Abstract
Deep Gaussian Processes (DGPs) were proposed as an expressive Bayesian model capable of a mathematically grounded estimation of uncertainty. The expressivity of DPGs results from not only the compositional character but the distribution propagation within the hierarchy. Recently, it was pointed out that the hierarchical structure of DGP well suited modeling the multi-fidelity regression, in which one is provided sparse observations with high precision and plenty of low fidelity observations. We propose the conditional DGP model in which the latent GPs are directly supported by the fixed lower fidelity data. Then the moment matching method is applied to approximate the marginal prior of conditional DGP with a GP. The obtained effective kernels are implicit functions of the lower-fidelity data, manifesting the expressivity contributed by distribution propagation within the hierarchy. The hyperparameters are learned via optimizing the approximate marginal likelihood.
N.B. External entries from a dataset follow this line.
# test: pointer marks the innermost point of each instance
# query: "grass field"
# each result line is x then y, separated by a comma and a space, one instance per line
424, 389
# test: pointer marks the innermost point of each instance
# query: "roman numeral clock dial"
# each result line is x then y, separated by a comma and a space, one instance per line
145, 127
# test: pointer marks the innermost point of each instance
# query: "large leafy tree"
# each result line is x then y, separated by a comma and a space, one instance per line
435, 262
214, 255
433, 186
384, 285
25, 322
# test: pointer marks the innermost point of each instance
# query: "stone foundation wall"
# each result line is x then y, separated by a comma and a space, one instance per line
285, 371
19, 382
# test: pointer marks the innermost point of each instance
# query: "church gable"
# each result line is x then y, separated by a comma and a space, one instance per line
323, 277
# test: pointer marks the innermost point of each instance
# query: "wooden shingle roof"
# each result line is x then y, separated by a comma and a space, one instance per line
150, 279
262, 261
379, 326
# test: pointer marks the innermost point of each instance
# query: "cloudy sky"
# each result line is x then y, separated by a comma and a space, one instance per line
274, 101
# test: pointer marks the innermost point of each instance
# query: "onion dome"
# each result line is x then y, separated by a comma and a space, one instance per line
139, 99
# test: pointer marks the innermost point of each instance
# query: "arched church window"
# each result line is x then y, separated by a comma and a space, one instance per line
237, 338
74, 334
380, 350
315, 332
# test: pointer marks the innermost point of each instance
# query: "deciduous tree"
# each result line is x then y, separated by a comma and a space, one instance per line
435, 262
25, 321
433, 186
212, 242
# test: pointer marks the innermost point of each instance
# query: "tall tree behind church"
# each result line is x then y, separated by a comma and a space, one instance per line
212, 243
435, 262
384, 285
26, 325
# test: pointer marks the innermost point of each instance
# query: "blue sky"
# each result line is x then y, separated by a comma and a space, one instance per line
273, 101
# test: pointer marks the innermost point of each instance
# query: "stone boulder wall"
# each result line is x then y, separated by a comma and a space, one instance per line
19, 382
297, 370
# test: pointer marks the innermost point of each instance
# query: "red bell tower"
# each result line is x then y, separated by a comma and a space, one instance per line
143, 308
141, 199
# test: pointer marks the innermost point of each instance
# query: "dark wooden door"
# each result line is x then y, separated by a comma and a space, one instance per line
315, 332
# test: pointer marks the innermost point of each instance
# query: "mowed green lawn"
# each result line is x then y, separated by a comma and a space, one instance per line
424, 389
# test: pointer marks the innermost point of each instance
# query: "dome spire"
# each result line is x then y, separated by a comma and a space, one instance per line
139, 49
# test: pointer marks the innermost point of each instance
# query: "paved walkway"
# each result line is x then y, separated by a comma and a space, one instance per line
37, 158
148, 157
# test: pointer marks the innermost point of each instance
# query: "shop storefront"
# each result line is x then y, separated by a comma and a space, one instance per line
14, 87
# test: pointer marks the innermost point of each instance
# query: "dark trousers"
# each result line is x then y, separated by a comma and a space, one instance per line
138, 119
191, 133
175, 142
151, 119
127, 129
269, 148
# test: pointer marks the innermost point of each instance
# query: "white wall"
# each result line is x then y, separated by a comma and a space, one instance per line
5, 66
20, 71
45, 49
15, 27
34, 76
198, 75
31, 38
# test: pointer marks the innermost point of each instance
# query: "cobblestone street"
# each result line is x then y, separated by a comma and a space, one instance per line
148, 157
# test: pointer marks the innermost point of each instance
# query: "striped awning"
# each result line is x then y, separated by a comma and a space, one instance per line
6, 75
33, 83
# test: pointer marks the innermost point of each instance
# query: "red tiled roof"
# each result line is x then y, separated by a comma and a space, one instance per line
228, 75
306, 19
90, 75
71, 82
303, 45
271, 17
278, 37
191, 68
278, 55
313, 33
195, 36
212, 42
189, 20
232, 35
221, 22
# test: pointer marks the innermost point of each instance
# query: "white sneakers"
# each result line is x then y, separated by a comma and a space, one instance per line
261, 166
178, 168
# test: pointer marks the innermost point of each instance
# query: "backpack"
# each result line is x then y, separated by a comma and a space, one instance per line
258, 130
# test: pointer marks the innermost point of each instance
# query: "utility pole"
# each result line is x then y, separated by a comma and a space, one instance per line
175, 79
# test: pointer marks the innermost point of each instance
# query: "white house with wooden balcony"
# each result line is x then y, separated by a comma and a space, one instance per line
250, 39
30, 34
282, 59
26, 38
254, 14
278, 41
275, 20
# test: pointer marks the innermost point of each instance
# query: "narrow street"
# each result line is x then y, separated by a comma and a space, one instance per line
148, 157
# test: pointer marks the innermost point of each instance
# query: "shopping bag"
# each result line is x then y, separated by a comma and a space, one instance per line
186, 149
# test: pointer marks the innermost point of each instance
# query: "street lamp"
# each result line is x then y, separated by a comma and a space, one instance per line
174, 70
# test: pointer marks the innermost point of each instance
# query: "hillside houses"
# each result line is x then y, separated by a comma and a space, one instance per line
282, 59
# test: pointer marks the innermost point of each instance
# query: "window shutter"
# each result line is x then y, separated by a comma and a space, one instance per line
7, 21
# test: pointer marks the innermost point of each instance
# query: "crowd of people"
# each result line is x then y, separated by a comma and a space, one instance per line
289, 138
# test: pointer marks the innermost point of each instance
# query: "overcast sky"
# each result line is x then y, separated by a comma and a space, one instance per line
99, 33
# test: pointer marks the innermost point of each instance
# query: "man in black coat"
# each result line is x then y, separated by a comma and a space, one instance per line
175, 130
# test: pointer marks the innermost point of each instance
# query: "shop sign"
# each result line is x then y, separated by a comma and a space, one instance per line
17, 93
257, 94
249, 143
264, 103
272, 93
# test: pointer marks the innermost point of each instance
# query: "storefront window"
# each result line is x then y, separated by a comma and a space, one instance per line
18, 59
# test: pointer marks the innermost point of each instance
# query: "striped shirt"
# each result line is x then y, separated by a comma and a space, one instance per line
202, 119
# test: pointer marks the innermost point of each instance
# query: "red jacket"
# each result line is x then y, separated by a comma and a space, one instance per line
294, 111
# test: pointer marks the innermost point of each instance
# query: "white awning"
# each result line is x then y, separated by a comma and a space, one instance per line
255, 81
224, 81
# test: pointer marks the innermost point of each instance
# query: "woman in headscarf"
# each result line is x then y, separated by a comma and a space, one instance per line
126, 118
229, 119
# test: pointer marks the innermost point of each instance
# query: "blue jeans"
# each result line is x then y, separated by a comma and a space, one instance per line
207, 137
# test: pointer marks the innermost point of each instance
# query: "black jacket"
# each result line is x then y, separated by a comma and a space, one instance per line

Experiments with synthetic and high dimensional data show comparable performance against other multi-fidelity regression methods, variational inference, and multi-output GP. We conclude that, with the low fidelity data and the hierarchical DGP structure, the effective kernel encodes the inductive bias for true function allowing the compositional freedom.
Highlights
Multi-fidelity regression refers to a category of learning tasks in which a set of sparse data is given to infer the underlying function but a larger amount of less precise or noisy observations is provided
We propose a conditional Deep Gaussian Processes (DGPs) model in which the intermediate Gaussian Process (GP) are supported by the lower fidelity data
We shall present the results of multi-fidelity regression given low fidelity data X1, y1 and high fidelity X, y and use the 2-layer conditional DGP model
Summary
Multi-fidelity regression refers to a category of learning tasks in which a set of sparse data is given to infer the underlying function but a larger amount of less precise or noisy observations is provided. Construction of an appropriate kernel becomes less clear when building a prior for the precise function in the context of multi-fidelity regression because the uncertainty, both epistemic and aleatoric, in the low fidelity function prior learned by the plentiful data should be taken into account. It is desirable to fuse the low fidelity data to an effective kernel as a prior, taking advantage of marginal likelihood being able to avoid overfitting, and perform the GP regression as if only the sparse precise observations are given.